[nfbmi-talk] Fw: ALTERNATIVE METHOD TO SUBMIT COMMENTS TO CMS FOR TIME SENSITIVE ACTION ALERT

joe harcz Comcast joeharcz at comcast.net
Mon Oct 31 15:10:21 UTC 2011


----- Original Message ----- 
From: "Pare, John" <JPare at nfb.org>
To: "Bruce Darling" <bdarling at cdrnys.org>; <mbrunson at acb.org>; "Lewis, Anil" 
<ALewis at nfb.org>; <ebridges at acb.org>; "'Miriam Vieni'" 
<miriamvieni at optonline.net>; <pratikp at gmail.com>; <joeharcz at comcast.net>; 
<meghans at wdom.org>
Cc: <rahneek at yahoo.com>; "'Bob Kafka'" <bob.adapt at sbcglobal.net>; "Kelly 
Buckland" <kelly at ncil.org>; "'Austin Walker'" <austin at ncil.org>; "'Dara 
Baldwin'" <dara at ncil.org>
Sent: Monday, October 31, 2011 11:03 AM
Subject: RE: ALTERNATIVE METHOD TO SUBMIT COMMENTS TO CMS FOR TIME SENSITIVE 
ACTION ALERT


Bruce:
Thanks for the information.
John


John G. Paré Jr.
Executive Director for Strategic Initiatives
NATIONAL FEDERATION OF THE BLIND


-----Original Message-----
From: Bruce Darling [mailto:bdarling at cdrnys.org]
Sent: Monday, October 31, 2011 11:01 AM
To: Pare, John; 'mbrunson at acb.org'; Lewis, Anil; 'ebridges at acb.org'; 'Miriam 
Vieni'; 'pratikp at gmail.com'; 'joeharcz at comcast.net'; 'meghans at wdom.org'
Cc: 'rahneek at yahoo.com'; 'Bob Kafka'; Kelly Buckland; 'Austin Walker'; 'Dara 
Baldwin'
Subject: ALTERNATIVE METHOD TO SUBMIT COMMENTS TO CMS FOR TIME SENSITIVE 
ACTION ALERT

The website the feds use for public comment is not screen reader compatible 
and you may also be "timed-out" if you take more than 20 minutes to complete 
the form.  I called the CMS Director's office and was forwarded to the 
website's helpdesk.  The staffer agreed to provide this reasonable 
accomodation and agreed to look into the screen reader access issue.  So if 
you use a screen reader or are concerned that you will be timed out, there 
is an alternative way for you to submit comments.

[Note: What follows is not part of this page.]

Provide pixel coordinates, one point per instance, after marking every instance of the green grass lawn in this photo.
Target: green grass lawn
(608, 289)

Send your comments by email to: regulations.gov_helpdesk at bah.com Provide 
your first name, last name, city country, state, zip code, category (either 
individual or consumer organization), and the text of your comments.
The help desk staff person will fill in the form online and send you an 
email with the tracking number for your comments and an update on the access 
issue.
I hope folks who use screen readers will submit comments this way to 
demonstrate the need for access to the website.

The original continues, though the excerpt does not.